Jones’ piece prompted state Rep. Chad Ingels, R-Randalia, to contact a pair of UI faculty members up the chain of command. Ingels said he’s been supportive of academic freedom, but Jones’ piece would “make me reconsider my position.”
Ingels disagrees with Jones’ argument that race plays a factor in our failure to address dirty water. “I didn’t like that it made me feel that way,” Ingels told The Gazette.
What should make him uncomfortable is that farmers use practices that result in problems for people of color and their downstream communities. Ditto when agriculture lobbies against changes that might mitigate those problems. Don’t like “racist?” How about “recklessly indifferent?” Feel better?
Jones has given us a lot to think about. For his trouble, he gets a lawmaker going over his head threatening to support a ban on tenure. We’re seeing a lot of this at the Statehouse.
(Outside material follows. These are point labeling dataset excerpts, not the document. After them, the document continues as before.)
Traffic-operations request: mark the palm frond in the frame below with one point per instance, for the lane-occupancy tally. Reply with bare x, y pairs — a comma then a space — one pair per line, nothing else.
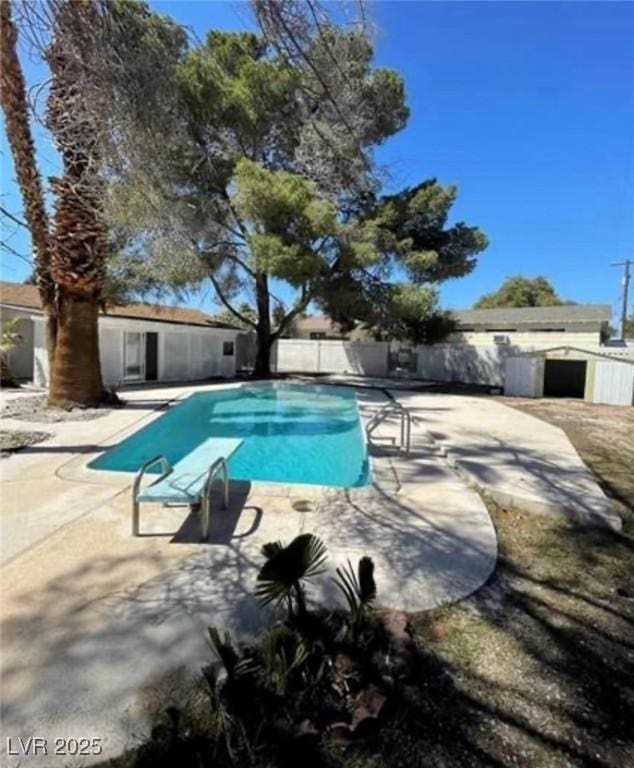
224, 649
288, 566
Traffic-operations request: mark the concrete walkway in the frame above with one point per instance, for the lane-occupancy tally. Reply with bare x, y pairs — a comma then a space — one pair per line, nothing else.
91, 616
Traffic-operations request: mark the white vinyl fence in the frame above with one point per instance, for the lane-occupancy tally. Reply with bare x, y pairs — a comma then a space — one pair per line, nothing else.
330, 356
464, 363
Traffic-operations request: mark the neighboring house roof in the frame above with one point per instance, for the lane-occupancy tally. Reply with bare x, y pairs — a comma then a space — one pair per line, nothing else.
563, 313
22, 296
317, 324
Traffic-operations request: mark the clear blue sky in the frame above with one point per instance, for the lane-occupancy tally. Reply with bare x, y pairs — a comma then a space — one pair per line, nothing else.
527, 107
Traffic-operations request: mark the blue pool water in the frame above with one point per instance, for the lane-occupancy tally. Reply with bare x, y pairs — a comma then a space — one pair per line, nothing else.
292, 434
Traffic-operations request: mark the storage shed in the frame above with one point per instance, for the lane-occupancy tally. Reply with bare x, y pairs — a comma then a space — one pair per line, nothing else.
570, 372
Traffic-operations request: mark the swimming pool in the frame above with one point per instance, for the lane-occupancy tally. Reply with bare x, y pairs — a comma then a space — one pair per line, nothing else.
292, 434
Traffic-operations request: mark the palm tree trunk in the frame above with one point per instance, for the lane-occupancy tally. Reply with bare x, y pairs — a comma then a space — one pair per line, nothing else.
263, 329
16, 114
76, 113
77, 370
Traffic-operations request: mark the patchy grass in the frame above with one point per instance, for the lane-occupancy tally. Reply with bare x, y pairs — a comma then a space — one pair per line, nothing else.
542, 658
15, 440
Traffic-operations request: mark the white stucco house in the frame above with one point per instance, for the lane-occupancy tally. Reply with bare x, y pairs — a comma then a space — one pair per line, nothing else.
138, 342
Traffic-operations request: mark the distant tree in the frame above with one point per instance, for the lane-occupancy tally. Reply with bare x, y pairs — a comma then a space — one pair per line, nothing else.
521, 291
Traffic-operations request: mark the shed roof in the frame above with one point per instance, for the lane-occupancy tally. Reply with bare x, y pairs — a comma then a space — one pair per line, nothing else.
561, 313
588, 352
24, 296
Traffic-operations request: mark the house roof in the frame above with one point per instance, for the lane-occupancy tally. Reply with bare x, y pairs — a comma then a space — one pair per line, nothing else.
571, 313
317, 323
23, 296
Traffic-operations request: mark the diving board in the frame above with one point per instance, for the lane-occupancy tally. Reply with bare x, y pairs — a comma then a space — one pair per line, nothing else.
188, 482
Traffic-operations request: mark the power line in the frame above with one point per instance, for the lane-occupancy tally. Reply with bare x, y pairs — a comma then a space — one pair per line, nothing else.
625, 288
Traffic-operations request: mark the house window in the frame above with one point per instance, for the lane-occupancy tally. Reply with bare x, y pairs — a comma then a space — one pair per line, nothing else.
133, 355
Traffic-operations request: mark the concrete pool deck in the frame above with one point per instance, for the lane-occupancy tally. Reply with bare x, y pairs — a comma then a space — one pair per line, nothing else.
91, 615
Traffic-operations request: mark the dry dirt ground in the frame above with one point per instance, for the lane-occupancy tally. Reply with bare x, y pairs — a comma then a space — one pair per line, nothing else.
537, 668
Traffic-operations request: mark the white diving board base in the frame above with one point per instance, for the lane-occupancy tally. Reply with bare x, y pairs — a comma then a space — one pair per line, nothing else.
188, 482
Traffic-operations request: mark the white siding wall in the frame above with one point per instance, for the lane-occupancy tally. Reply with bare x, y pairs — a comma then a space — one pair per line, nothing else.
20, 358
520, 378
186, 353
40, 355
111, 354
330, 356
533, 339
613, 383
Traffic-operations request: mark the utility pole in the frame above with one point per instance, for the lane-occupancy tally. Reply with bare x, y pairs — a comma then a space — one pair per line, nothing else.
625, 289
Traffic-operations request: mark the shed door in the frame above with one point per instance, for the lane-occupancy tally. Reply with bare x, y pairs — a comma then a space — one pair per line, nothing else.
151, 356
565, 378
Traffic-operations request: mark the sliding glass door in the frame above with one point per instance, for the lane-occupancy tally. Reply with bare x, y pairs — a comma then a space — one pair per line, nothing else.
134, 356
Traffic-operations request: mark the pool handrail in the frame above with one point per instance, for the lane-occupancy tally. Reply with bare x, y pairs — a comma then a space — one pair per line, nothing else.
166, 469
393, 406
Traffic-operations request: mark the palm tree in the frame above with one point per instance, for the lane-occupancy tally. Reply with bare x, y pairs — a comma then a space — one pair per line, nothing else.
16, 115
76, 113
69, 261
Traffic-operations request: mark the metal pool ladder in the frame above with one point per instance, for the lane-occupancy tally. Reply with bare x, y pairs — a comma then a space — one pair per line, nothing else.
406, 423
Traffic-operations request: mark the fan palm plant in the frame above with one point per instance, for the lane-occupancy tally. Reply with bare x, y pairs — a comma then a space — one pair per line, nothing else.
281, 578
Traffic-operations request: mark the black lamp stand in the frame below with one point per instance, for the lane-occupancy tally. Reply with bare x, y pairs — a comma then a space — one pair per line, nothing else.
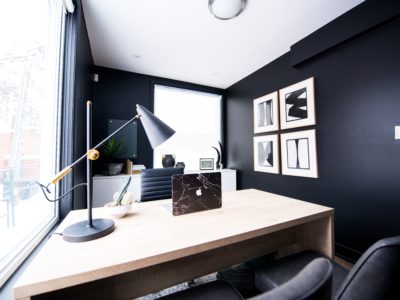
90, 229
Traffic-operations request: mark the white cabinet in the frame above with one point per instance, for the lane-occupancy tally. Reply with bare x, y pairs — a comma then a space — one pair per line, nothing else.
104, 187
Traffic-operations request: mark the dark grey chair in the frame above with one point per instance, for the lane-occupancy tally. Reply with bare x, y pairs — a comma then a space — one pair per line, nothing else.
312, 283
375, 276
156, 184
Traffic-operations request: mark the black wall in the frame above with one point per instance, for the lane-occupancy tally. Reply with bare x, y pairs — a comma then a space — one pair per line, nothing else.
115, 97
357, 105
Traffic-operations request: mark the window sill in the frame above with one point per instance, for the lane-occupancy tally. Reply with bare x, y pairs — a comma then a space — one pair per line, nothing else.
24, 259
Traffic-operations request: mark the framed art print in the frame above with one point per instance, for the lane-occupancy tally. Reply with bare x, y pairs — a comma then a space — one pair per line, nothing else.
297, 104
266, 113
206, 163
266, 154
299, 153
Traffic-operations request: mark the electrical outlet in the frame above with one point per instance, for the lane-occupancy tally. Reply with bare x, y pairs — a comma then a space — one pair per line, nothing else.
397, 132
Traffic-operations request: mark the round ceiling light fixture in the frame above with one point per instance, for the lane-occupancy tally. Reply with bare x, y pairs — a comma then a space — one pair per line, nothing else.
226, 9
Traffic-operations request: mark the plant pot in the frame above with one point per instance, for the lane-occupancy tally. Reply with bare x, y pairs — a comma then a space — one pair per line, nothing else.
113, 168
168, 160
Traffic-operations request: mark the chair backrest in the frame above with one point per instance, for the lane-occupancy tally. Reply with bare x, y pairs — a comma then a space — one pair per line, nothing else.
313, 282
156, 184
376, 275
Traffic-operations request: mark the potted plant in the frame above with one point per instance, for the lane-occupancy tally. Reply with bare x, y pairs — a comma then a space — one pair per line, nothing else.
109, 152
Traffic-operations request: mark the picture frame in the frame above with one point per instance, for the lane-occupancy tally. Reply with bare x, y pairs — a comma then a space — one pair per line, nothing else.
297, 104
299, 153
206, 163
266, 154
266, 113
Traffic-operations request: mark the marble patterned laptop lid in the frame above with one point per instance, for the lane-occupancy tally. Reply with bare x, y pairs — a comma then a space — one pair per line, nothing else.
196, 192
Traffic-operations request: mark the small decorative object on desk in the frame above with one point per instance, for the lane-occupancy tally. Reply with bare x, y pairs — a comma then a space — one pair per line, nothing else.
180, 164
168, 160
122, 201
219, 156
206, 163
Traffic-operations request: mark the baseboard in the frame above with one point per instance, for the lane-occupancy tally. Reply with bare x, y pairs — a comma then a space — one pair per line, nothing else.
347, 253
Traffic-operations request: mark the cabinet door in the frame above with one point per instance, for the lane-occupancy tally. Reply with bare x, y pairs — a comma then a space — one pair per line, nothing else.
104, 188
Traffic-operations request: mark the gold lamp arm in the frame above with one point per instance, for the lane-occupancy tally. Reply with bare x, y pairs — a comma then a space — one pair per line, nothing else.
92, 154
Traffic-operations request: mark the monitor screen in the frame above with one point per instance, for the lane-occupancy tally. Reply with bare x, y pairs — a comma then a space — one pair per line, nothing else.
128, 136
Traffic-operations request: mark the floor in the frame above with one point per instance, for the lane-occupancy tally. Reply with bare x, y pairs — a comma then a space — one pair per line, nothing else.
211, 277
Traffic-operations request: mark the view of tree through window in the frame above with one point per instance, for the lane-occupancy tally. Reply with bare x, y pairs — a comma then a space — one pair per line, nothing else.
30, 33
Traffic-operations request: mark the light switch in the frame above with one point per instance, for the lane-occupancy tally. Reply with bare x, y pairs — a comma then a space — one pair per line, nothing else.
397, 132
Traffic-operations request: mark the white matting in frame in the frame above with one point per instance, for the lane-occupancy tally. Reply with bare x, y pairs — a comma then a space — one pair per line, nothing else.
299, 153
297, 104
266, 116
266, 154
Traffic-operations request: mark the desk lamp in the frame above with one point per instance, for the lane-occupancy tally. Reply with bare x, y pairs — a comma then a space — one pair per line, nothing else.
157, 132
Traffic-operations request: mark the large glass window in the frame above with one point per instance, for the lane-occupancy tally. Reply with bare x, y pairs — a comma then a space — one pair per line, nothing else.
196, 118
30, 52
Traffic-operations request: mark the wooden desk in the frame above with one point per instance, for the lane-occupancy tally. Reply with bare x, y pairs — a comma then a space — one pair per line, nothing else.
150, 249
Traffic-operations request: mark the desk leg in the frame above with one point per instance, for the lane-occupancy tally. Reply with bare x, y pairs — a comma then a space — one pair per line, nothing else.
317, 235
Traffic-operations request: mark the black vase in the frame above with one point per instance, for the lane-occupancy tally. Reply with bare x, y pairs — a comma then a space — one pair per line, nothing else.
168, 160
180, 164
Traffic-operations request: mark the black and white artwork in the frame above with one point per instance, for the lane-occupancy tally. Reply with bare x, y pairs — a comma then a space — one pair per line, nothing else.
299, 153
297, 104
266, 113
266, 155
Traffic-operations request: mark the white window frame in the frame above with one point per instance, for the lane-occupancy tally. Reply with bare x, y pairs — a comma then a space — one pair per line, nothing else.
28, 244
207, 153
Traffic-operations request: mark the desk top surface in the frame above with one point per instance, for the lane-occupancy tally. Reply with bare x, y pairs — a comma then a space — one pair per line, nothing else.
150, 235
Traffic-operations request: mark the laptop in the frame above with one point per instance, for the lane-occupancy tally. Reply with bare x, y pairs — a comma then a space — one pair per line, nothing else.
196, 192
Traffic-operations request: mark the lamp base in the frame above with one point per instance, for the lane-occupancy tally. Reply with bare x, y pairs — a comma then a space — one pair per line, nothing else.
80, 232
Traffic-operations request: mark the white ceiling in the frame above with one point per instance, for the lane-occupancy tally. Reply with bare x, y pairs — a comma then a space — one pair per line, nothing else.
180, 39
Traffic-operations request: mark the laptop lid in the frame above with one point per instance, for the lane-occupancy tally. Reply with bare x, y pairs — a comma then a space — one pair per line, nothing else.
196, 192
GOP lawmakers throwing around their influence to shut people up when speech makes them uncomfortable.
Ingels also was critical of UI professor Larry Weber, who said on public TV that manure runs into waterways. The nutrients from manure run off, Ingels contends, but it’s not raw manure. Feel better?
The point is there’s a strong culture of denial in this state which feeds a lot of ridiculous pushback when people are critical of agriculture. A powerful industry has a remarkably thin skin.
Fact is, Iowa has a serious water quality problem. Science tells us agriculture is the No. 1 source of nitrates and phosphorus fouling waterways and closing beaches. Our leaders, heavily influenced by wealthy agricultural interests profiting from the status quo, are doing precious little about it.
Researchers such as Jones, Weber and others have offered solutions — taking marginal land out of production, addressing the over-application of nitrogen fertilizer and creating digitized manure management plans that actually manage manure, to name a few. No one seems to be listening.